10-testing.Rmd

# Testing

## Introduction

Our testing framework includes several types of tests. Unit and functional tests are created for individual functions and modules, respectively, where unit tests test each of the smallest components and functional tests ensure that the application of small components function within the requirements. Integration tests verify that modules work well together. Run-time tests include checks that are integrated into the code to catch errors related to user input. Regression testing and platform compatibility testing are executed before pre-releasing FIMS to ensure that previously tested pieces are still performing after the code has been changed on all platforms of interest. Beta-testing is used to gather feedback from users (i.e., members of FIMS Implementation Team and other users) during the pre-release stage. Finally, one-off testing is used for replicating and fixing user-reported bugs. Some of these one-off tests may eventually be integrated into the permanent testing framework. Or, if while you are coding you find a useful interactive tests that helped you build something, then it should be converted into {testthat} or GoogleTest tests.
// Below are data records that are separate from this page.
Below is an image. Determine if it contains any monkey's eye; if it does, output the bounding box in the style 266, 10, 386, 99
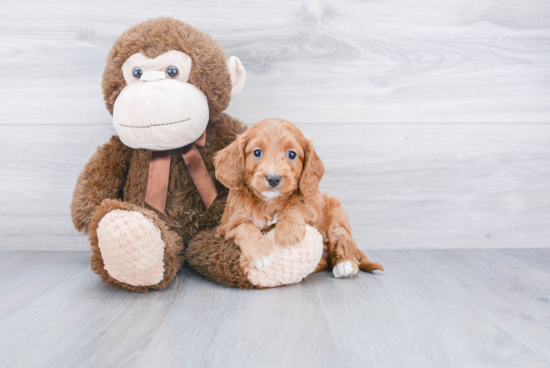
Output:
132, 68, 143, 79
166, 66, 179, 78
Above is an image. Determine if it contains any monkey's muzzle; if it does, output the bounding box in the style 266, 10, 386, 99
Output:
113, 71, 209, 151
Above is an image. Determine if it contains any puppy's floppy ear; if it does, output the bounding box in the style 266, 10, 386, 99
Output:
299, 139, 325, 196
214, 133, 246, 189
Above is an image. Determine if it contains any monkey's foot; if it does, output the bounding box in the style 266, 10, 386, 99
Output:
88, 199, 184, 292
97, 210, 165, 286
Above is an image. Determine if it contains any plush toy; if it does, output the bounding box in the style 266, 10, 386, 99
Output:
71, 18, 246, 291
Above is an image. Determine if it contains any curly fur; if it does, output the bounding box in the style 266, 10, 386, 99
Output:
215, 119, 383, 276
71, 18, 246, 291
101, 18, 231, 120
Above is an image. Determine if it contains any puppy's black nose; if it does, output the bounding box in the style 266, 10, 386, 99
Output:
265, 174, 281, 188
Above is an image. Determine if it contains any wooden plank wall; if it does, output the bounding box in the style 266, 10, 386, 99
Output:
0, 0, 550, 250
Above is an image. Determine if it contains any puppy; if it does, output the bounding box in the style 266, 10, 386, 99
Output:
214, 119, 384, 277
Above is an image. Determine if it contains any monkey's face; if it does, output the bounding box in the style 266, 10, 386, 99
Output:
113, 50, 209, 151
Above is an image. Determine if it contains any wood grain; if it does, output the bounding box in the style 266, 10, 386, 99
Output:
0, 124, 550, 249
0, 0, 550, 125
0, 249, 550, 368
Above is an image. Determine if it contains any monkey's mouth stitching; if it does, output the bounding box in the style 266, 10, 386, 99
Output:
118, 118, 191, 128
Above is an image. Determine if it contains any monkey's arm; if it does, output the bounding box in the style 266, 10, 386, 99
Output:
71, 136, 132, 234
206, 113, 248, 152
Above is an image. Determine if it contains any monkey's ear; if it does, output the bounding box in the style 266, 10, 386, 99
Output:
299, 139, 325, 197
214, 134, 246, 189
227, 56, 246, 96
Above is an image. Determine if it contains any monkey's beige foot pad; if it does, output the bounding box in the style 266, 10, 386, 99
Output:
243, 225, 323, 288
97, 210, 165, 286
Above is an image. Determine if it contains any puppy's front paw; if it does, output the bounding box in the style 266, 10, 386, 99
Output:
275, 220, 306, 247
332, 261, 359, 278
254, 254, 273, 270
241, 238, 273, 270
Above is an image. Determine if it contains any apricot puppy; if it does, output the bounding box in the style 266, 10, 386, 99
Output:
214, 119, 384, 277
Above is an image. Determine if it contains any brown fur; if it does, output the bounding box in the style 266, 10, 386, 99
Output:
215, 119, 383, 278
101, 18, 231, 121
71, 18, 246, 291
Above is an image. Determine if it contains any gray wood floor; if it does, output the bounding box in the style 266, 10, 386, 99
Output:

FIMS uses GoogleTest to build a C++ unit testing framework and {testthat} to build an R testing framework. FIMS uses Google Benchmark to measure the real time and CPU time used for running the produced binaries. All required software for testing can be installed using the instructions in the [Software to install section](#software-to-install).
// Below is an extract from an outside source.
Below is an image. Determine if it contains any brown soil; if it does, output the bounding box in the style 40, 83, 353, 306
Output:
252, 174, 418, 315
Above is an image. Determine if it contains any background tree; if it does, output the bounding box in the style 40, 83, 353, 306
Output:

## C++ unit testing and benchmarking

Inside of your cloned version of FIMS, the file `CMakeLists.txt`, in the top-level directory, instructs `Cmake` on how to create the build files, including setting up Google Test. The Google Test code is in `tests/gtest`. Within this subdirectory is another `CMakeLists.txt` that contains additional specifications on how to register the individual tests.

### Build and run the tests

The following commands on the command line (note that Windows users cannot use Git bash and must use a native Windows shell) execute the outlined steps and are needed to build the tests:

1. Generate the build system using `Ninja` as the generator, which creates the `build` directory.
1. Use `Cmake` to build in the `build` directory in parallel using 16 jobs but `--parallel 16` can be deleted.
1. Run the tests using `ctest` in parallel using 16 jobs but `--parallel 16` can be deleted.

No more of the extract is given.